Although May was herself quietly in favor of “remain” during the campaign, she pivoted quickly in the aftermath of the vote and adamantly maintained that she would make good on the public will. “Brexit means Brexit,” she repeatedly declared.
It was not until January, however, that May gave true shape to what Brexit might mean. In a speech at London’s Lancaster House, May made the case for a clean break from the European Union, saying she did not want a deal that would leave Britain “half-in, half-out.”
But May’s pitch has done little to bring the country together on Brexit.
Of the four nations that make up the United Kingdom, only two — England and Wales — voted for Brexit. The other two, Scotland and Northern Ireland, came down against it.
Scotland’s semiautonomous Parliament voted on Tuesday to seek another independence referendum. Advocates argue that an E.U. departure against the will of Scottish voters has sufficiently changed the calculus since the last independence vote, in 2014, that a new one is justified.
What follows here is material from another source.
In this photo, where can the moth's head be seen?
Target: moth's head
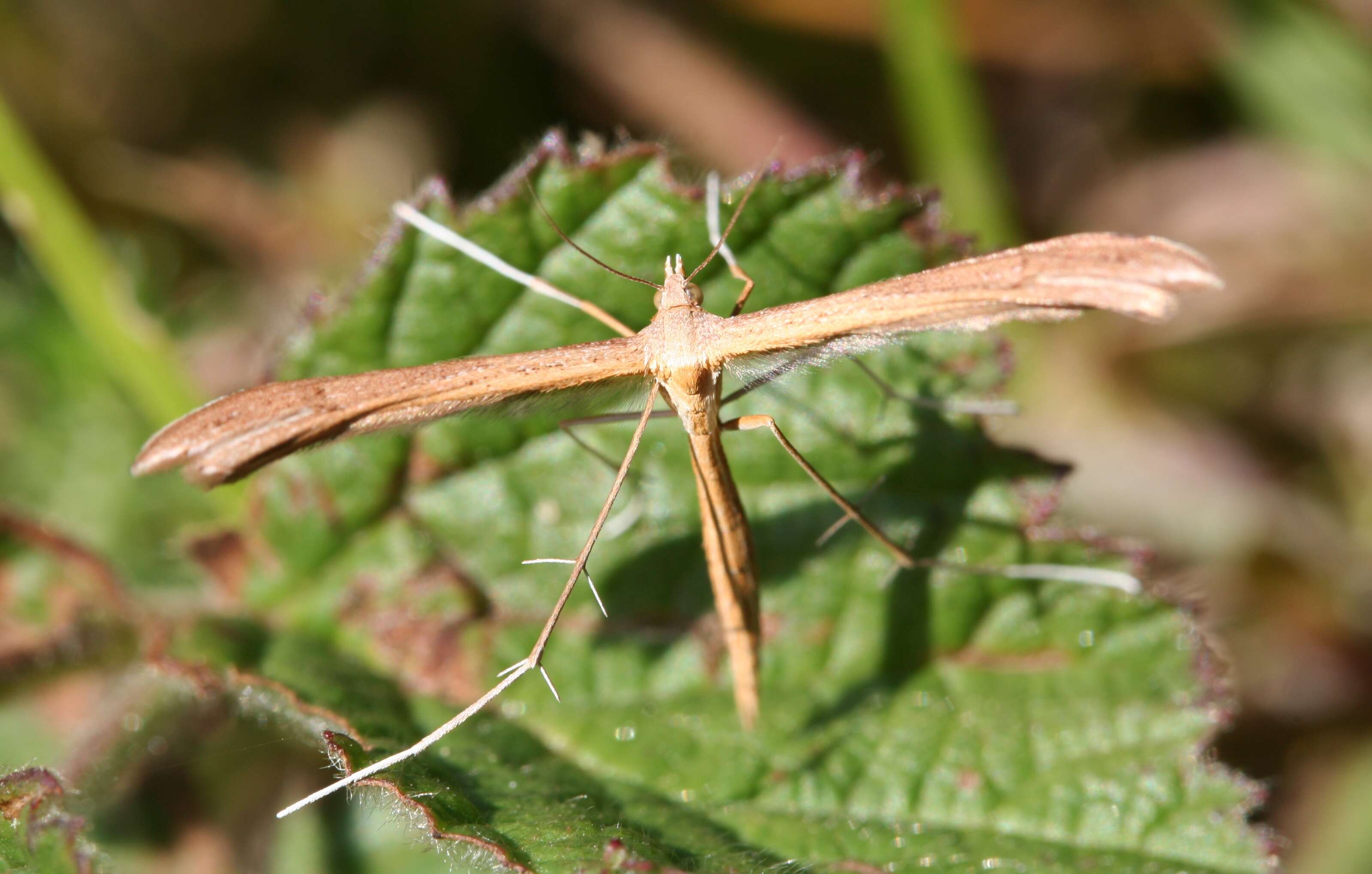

Irish nationalists in Northern Ireland have also used Brexit to renew their decades-long efforts to break away from Britain.
Amid British divisions, Europe has taken an unusually united stand in asserting that Britain will not be able to secure a better deal than the one it has today. If it does, German Chancellor Angela Merkel and other stalwart defenders of the E.U. fear that Britain could be just the start of a broader splintering.
Tusk, a former Polish prime minister, said the remaining 27 E.U. nations would hold firm in negotiations over the coming two years. A first statement of bargaining positions is expected Friday.
“Our goal is clear,” Tusk said. “To minimize the costs for the E.U. citizens, businesses and member states.”
Because of French elections this spring, along with German elections in the fall, Britain’s E.U. divorce talks are likely to get off to a slow start. Once the negotiations begin in earnest, there will be little time to finish. The talks are capped at two years, meaning they must be complete by March 2019.
Despite the risks, Britain’s impending exit was celebrated Wednesday by the country’s staunchly pro-Brexit tabloids.
“Freedom!” exulted the front page of the Daily Mail.
The mood was more sober across the English Channel. Before walking away from the podium after delivering his remarks, Tusk had a poignant final message for Britain:
“We already miss you.”
Karla Adam in London, Michael Birnbaum in Brussels and Brian Murphy in Washington contributed to this report.